On November 9, the British Columbia Court of Appeal released its decision in R. v. Swaby, 2018 BCCA 416, upholding decisions of the Provincial Court of BC and the BC Supreme Court, which held that a mandatory minimum sentence of 90-days’ imprisonment for possession of child pornography was unconstitutional, and of no force and effect.
The defendant pleaded guilty to one count of possession of child pornography, contrary to s. 163.1(4)(b) of the Criminal Code. At the time of the offence, the Criminal Code imposed a mandatory minimum sentence of 90-days’ imprisonment on summary conviction, and this mandatory minimum was later increased to 6 months. However, the sentencing judge found that the defendant’s moral culpability was reduced due to a serious intellectual disability, and that he was a low risk to re-offend. The judge held that 90-days’ imprisonment would be grossly disproportionate, constitute cruel and unusual punishment, and violate the defendant’s Charter rights. He instead imposed a conditional sentence order (“CSO”) and probation. This decision was upheld by the BC Supreme Court.

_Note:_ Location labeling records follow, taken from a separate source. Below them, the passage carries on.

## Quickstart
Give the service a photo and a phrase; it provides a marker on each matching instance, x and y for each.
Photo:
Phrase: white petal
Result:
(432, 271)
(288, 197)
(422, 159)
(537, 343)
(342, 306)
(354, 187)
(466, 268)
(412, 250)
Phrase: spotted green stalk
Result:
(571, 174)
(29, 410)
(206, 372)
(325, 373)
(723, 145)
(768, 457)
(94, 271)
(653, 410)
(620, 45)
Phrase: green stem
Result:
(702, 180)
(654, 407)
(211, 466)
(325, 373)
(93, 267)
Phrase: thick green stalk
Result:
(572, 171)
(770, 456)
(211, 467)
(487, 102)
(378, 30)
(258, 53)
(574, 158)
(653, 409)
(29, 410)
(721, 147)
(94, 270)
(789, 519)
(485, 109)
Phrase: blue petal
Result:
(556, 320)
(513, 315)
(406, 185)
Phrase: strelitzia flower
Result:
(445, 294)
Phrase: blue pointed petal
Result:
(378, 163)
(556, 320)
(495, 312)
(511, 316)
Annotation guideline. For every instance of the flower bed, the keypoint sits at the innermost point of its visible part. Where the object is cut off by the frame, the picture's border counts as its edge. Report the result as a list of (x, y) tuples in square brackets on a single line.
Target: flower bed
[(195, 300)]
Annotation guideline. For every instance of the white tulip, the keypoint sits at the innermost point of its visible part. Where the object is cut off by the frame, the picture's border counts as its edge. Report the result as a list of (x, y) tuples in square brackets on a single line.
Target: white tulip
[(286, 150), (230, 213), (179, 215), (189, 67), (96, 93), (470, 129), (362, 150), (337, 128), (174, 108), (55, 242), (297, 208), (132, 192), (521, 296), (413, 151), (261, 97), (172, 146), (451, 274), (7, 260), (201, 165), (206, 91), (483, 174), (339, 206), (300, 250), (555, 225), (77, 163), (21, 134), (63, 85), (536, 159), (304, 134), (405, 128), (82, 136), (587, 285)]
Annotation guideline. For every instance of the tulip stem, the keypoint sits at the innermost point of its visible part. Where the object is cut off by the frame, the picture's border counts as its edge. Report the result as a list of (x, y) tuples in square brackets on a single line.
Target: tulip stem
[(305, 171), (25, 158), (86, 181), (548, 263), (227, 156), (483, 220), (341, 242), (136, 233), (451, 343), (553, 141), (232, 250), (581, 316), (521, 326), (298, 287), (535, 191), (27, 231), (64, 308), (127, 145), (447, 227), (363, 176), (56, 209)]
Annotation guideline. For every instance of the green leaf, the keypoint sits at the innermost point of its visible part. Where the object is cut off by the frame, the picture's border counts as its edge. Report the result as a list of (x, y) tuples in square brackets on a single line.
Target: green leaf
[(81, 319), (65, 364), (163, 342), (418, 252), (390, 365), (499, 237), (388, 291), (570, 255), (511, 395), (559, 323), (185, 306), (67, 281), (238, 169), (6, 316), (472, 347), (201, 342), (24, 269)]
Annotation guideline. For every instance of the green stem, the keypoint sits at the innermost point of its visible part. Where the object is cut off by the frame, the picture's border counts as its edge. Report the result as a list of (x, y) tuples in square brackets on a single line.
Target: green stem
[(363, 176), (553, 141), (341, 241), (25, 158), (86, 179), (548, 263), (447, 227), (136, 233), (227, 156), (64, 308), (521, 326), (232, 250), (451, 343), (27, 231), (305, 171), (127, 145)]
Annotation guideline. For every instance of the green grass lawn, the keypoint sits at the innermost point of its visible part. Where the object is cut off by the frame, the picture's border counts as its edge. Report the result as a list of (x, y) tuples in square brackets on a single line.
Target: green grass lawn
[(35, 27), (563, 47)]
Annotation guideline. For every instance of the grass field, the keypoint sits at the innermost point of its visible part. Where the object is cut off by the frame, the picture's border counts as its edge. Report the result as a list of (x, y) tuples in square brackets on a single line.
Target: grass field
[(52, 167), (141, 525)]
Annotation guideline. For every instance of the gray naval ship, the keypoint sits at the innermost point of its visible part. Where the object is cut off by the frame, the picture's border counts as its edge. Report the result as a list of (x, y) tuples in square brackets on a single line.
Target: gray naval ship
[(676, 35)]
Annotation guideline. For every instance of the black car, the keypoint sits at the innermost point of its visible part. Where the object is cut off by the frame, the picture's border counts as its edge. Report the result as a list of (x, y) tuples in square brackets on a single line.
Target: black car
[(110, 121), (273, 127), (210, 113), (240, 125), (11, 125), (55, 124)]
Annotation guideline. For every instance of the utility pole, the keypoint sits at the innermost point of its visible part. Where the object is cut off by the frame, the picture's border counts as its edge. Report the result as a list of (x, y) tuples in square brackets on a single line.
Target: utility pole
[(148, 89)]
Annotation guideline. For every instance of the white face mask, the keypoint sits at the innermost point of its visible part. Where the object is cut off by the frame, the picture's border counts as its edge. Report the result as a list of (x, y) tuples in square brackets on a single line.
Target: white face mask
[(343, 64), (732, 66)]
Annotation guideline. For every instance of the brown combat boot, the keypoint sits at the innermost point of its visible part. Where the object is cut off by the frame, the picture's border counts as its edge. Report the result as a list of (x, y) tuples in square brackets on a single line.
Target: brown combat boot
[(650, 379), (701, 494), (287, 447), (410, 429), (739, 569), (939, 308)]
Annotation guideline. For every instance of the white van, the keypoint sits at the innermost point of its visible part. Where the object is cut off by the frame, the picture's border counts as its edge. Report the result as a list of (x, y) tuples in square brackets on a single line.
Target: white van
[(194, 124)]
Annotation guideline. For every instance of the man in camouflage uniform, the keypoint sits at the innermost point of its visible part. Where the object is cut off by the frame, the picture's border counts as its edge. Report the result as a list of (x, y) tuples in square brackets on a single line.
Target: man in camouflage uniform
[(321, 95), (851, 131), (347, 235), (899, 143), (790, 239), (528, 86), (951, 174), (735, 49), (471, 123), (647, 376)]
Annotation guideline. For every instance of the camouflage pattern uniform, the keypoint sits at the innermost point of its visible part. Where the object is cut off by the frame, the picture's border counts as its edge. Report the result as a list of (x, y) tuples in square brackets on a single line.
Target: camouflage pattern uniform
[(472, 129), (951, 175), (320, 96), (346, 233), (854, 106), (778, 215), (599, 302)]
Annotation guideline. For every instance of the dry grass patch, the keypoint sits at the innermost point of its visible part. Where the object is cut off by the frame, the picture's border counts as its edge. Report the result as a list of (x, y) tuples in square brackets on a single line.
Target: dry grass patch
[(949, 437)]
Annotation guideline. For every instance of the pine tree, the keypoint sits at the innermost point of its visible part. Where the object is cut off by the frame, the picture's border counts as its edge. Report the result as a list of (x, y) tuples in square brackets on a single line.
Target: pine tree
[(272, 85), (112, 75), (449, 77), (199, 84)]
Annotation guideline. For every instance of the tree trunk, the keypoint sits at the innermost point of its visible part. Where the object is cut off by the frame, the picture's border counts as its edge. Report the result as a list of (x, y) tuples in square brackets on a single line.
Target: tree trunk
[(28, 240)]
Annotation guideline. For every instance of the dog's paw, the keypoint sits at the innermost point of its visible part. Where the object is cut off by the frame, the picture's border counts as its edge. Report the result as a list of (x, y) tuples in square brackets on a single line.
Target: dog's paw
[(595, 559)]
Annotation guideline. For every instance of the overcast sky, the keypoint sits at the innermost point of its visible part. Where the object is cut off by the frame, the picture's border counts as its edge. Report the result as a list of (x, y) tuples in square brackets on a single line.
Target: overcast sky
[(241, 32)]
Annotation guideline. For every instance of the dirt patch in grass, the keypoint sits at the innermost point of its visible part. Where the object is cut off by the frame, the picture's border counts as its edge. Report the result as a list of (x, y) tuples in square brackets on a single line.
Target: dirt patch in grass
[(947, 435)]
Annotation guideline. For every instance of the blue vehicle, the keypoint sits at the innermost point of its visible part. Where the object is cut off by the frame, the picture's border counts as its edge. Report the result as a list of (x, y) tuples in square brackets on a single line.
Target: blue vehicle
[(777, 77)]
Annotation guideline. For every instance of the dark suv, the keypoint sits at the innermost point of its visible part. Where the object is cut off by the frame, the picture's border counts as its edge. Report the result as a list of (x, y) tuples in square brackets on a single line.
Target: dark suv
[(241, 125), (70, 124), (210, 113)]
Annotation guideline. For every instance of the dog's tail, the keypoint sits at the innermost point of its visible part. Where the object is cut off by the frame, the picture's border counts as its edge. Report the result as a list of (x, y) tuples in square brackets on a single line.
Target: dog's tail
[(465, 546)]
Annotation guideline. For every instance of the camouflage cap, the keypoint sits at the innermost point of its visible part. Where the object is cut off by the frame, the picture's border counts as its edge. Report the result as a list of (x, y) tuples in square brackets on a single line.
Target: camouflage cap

The BC Court of Appeal agreed with the lower courts, noting that although the seriousness of the offence was high, the CSO was a proportional sentence due to the defendant’s personal circumstances and reduced moral blameworthiness. Moreover, it held that the mandatory minimum sentence imposed by s. 163.1(4)(b) would be grossly disproportionate to the defendant, and to reasonable hypothetical offenders, and thus could constitute cruel and unusual punishment contrary to s. 12 of the Charter. The Crown did not attempt to justify the provision as a reasonable limit under s. 1, and the mandatory minimum in s. 163.1(4)(b) was held to be unconstitutional and of no force and effect.